Derrière cette idée se cache un souci latent. Le tissu industriel français dispose de peu de chantiers navals adaptés à des clients professionnels comme la SNSM, qui utilise des bateaux de tailles moyennes. Au demeurant, ce sont deux de ces chantiers qui produisent les plus grands des navires de sauvetage côtier. Là aussi, la SNSM a repris langue avec le cabinet d’architecte Mauric, pour adapter une série existante, afin que le programme progresse plus rapidement.

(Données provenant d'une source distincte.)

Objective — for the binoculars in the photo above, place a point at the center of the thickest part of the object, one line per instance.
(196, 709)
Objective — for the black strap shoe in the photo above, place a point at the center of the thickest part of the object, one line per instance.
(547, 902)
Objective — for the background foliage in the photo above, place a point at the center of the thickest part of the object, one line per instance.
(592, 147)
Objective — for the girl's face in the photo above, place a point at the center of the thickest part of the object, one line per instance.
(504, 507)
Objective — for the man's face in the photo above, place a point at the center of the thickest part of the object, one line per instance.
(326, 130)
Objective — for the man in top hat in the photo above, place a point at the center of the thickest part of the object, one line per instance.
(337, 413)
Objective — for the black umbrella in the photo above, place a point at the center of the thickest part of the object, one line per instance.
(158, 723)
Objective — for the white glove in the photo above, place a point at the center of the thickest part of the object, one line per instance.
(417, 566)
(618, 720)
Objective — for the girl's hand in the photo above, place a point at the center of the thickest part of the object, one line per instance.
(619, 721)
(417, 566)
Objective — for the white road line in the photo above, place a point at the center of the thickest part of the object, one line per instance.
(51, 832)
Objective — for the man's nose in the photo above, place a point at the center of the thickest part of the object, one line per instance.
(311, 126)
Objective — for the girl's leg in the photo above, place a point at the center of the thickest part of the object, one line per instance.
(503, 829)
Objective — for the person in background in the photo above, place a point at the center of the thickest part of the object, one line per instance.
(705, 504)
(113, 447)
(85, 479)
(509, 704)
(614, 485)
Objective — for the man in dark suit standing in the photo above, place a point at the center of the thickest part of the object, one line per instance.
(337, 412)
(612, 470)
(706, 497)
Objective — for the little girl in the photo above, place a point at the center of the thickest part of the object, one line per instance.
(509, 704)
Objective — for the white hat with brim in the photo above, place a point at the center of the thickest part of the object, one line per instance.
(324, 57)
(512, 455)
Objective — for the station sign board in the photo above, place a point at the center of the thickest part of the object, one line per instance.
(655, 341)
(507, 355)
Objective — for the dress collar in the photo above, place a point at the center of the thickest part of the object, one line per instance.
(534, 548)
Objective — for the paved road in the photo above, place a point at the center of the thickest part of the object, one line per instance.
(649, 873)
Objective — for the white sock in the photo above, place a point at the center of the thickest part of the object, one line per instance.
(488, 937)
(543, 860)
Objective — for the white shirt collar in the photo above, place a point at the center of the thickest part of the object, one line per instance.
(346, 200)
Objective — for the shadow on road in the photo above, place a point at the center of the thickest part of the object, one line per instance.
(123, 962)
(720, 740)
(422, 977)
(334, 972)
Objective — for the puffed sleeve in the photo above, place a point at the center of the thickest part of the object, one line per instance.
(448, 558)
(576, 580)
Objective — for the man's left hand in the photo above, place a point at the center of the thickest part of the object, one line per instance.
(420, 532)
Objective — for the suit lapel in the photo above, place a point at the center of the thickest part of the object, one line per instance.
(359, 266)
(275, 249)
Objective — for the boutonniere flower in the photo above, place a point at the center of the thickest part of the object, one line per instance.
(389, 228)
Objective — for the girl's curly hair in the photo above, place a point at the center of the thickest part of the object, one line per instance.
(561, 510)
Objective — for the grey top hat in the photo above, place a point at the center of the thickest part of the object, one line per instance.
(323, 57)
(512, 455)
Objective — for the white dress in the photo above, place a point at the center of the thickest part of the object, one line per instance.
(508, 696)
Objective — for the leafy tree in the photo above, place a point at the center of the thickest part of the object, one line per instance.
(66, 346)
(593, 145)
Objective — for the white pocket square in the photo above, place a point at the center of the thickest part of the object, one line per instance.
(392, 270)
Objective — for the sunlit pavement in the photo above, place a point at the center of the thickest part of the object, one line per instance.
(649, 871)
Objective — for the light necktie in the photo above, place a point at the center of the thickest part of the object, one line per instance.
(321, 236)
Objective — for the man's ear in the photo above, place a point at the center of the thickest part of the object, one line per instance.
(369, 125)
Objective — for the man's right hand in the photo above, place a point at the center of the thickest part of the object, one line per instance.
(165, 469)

Dans la future gamme à disposition des stations, en dehors de ces vedettes de 12 mètres, sont également prévues quelques vedettes légères en aluminium, de 9 mètres. Elles sont très appropriées à l’environnement de certaines stations, par exemple dans le Cotentin. Elles partent de la plage, se faufilent entre les parcs à huîtres. Il faut, pour cela, des coques qui résistent aux frottements. C’est le chantier Cap Caval Marine, à Lesconil, dans le Finistère, qui a été choisi. Il construit déjà pour le secteur de la pêche.
Prolonger la durée de vie des moyens existants
L’aluminium, on en retrouvera entouré de boudins en caoutchouc gonflés dans certains des fonds de coque des semi-rigides rapides, qui rendent de plus en plus de services. Comme le navire de sauvetage côtier de type 2 (NSC2), grand semi-rigide à timonerie du CNC, très prometteur comme vrai petit navire de sauvetage. La mise au point a été longue. Mais il est maintenant opérationnel à la station de La Londe-les-Maures (Var), où des bénévoles d’autres stations peuvent aller l’essayer.

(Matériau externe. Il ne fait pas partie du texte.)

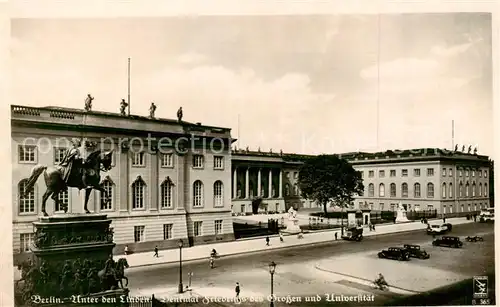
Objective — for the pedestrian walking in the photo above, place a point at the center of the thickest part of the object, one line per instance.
(237, 290)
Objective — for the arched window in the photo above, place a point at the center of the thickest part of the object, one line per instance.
(107, 185)
(404, 190)
(371, 190)
(218, 194)
(393, 190)
(430, 190)
(138, 193)
(26, 200)
(197, 193)
(381, 190)
(63, 201)
(166, 193)
(416, 190)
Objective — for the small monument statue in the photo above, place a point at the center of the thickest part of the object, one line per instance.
(293, 222)
(401, 214)
(179, 114)
(123, 106)
(152, 110)
(88, 103)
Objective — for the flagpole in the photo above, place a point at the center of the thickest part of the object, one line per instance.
(128, 87)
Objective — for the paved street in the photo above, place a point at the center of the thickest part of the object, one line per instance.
(337, 267)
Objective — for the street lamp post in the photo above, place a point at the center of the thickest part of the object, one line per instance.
(181, 290)
(272, 269)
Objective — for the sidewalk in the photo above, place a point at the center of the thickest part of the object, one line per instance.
(243, 246)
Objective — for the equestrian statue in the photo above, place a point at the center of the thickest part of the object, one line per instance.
(73, 171)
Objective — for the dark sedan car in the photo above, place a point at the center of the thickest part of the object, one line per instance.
(448, 241)
(416, 252)
(397, 253)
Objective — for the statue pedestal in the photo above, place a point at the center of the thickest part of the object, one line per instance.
(69, 248)
(293, 226)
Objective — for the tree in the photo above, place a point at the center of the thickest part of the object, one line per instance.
(329, 178)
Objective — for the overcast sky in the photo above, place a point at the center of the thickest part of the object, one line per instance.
(307, 84)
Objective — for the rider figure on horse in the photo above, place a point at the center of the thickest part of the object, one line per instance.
(73, 155)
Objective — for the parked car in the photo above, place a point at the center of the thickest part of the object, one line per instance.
(474, 239)
(416, 252)
(437, 229)
(397, 253)
(448, 241)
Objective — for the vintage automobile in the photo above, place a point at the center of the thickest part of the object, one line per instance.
(397, 253)
(448, 241)
(353, 234)
(474, 239)
(437, 229)
(416, 252)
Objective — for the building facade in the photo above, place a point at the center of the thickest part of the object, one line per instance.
(453, 183)
(170, 180)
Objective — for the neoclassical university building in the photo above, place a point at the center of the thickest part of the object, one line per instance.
(174, 180)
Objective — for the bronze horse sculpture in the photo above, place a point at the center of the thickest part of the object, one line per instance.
(96, 162)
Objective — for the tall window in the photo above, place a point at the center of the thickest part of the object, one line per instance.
(218, 162)
(197, 193)
(139, 233)
(371, 190)
(218, 227)
(393, 190)
(218, 194)
(26, 240)
(197, 228)
(166, 193)
(59, 154)
(63, 201)
(404, 190)
(26, 200)
(430, 190)
(107, 185)
(416, 190)
(138, 191)
(138, 159)
(198, 161)
(167, 160)
(167, 231)
(27, 153)
(381, 190)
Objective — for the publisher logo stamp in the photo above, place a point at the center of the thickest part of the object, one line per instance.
(480, 286)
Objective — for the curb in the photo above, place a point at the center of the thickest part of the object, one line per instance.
(266, 250)
(363, 279)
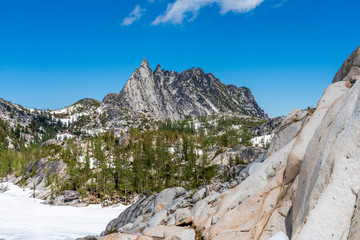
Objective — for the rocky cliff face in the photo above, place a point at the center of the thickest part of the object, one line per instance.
(168, 94)
(306, 188)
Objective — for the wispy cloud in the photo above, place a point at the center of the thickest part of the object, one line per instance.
(280, 4)
(176, 12)
(133, 16)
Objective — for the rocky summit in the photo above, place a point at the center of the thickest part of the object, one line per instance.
(306, 186)
(168, 94)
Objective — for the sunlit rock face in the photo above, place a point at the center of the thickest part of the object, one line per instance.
(306, 188)
(168, 94)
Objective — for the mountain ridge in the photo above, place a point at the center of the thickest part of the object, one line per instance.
(169, 94)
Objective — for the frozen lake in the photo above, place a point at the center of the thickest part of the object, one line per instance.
(22, 217)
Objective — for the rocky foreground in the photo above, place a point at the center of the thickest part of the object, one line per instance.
(305, 187)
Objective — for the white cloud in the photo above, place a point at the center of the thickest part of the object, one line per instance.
(133, 16)
(176, 12)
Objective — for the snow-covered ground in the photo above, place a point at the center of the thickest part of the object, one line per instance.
(26, 218)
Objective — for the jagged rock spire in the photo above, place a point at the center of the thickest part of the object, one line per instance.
(168, 94)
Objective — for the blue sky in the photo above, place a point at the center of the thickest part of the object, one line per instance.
(53, 53)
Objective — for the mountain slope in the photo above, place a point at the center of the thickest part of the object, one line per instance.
(306, 187)
(168, 94)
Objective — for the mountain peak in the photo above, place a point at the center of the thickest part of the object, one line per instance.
(158, 68)
(144, 63)
(168, 94)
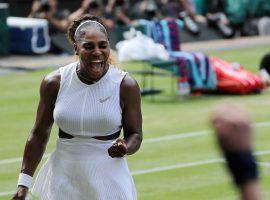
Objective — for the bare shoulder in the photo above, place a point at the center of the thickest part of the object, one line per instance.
(129, 91)
(50, 84)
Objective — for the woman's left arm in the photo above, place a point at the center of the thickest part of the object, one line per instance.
(131, 114)
(131, 119)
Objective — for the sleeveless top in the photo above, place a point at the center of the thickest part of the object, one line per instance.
(89, 110)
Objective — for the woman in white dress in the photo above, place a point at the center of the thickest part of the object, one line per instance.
(90, 101)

Par ailleurs, la direction technique insiste beaucoup sur l’entretien des bateaux existants. Le Pôle de soutien de la flotte a repris la tradition de la « cannibalisation » des navires en fin de vie : il récupère des pièces susceptibles de ne plus être commercialisées ; ce « don d’organe » prolongeant la durée de vie des autres. Le « refit » (ou renouvellement des équipements) des semi-rigides permettra aussi de doubler leur durée de vie tout en dépensant moins que pour acquérir un bateau neuf. Une nécessité dans la période de turbulences financières que connaît aujourd’hui l’association.

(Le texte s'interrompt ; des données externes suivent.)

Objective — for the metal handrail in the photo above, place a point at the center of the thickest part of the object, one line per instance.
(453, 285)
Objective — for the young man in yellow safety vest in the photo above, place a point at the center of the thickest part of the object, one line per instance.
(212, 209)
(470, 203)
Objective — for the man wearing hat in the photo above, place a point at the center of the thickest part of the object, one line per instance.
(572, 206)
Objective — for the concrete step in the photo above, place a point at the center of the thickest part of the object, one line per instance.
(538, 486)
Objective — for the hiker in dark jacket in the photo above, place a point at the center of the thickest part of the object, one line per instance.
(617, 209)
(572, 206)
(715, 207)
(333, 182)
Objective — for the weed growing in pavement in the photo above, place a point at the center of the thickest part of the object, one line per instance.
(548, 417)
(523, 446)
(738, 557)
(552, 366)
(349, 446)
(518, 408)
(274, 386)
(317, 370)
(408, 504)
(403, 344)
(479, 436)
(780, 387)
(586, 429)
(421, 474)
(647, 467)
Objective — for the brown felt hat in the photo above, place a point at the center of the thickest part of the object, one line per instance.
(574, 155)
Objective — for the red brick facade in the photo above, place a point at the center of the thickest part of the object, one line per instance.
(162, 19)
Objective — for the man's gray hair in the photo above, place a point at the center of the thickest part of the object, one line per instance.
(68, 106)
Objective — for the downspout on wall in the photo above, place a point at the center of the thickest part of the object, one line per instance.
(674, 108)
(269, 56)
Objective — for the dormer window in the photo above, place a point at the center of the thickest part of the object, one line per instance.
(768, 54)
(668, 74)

Normes antipollution et sauvetage en mer
Les navires de sauvetage sont des navires professionnels, même s’ils sont opérés par des bénévoles. Les premiers navires de sauvetage hauturiers de type1 (NSH1), fers de lance de la nouvelle flotte, ne disposent pas des équipements de dépollution des oxydes d’azote, désormais obligatoires. Le gouvernement Barnier a exempté quatre navires de la SNSM. Cette dernière et le Chantier Naval Couach vont tout faire pour intégrer ces équipements aux prochains navires, « en espérant que les motoristes aient progressé pour limiter le poids et l’encombrement », précise Baptiste Fantin. Même si la plupart des autres pays européens n’ont pas imposé cette norme aux sauveteurs, qui naviguent peu, donc polluent peu.
Plus petit, moins cher
Pendant que le renouvellement de la flotte prenait du retard, l’inflation a fait un retour (re)marqué. Dans le même temps, la visibilité financière de la SNSM s’est détériorée, notamment à cause de la baisse des subventions publiques. Quelles solutions pour s’équiper en nouveaux bateaux dans ce contexte ? « Voir plus petit, quand c’est possible », suggère Baptiste Fantin. Des stations qui n’interviennent pas trop loin et par temps maniable font des merveilles avec un semi-rigide, moins coûteux qu’une vedette classique. S’il faut aller au secours d’un trop gros bateau et/ou affronter une mer trop grosse, on pourra faire appel à une autre station de la zone.
Article rédigé par Jean-Claude Hazera.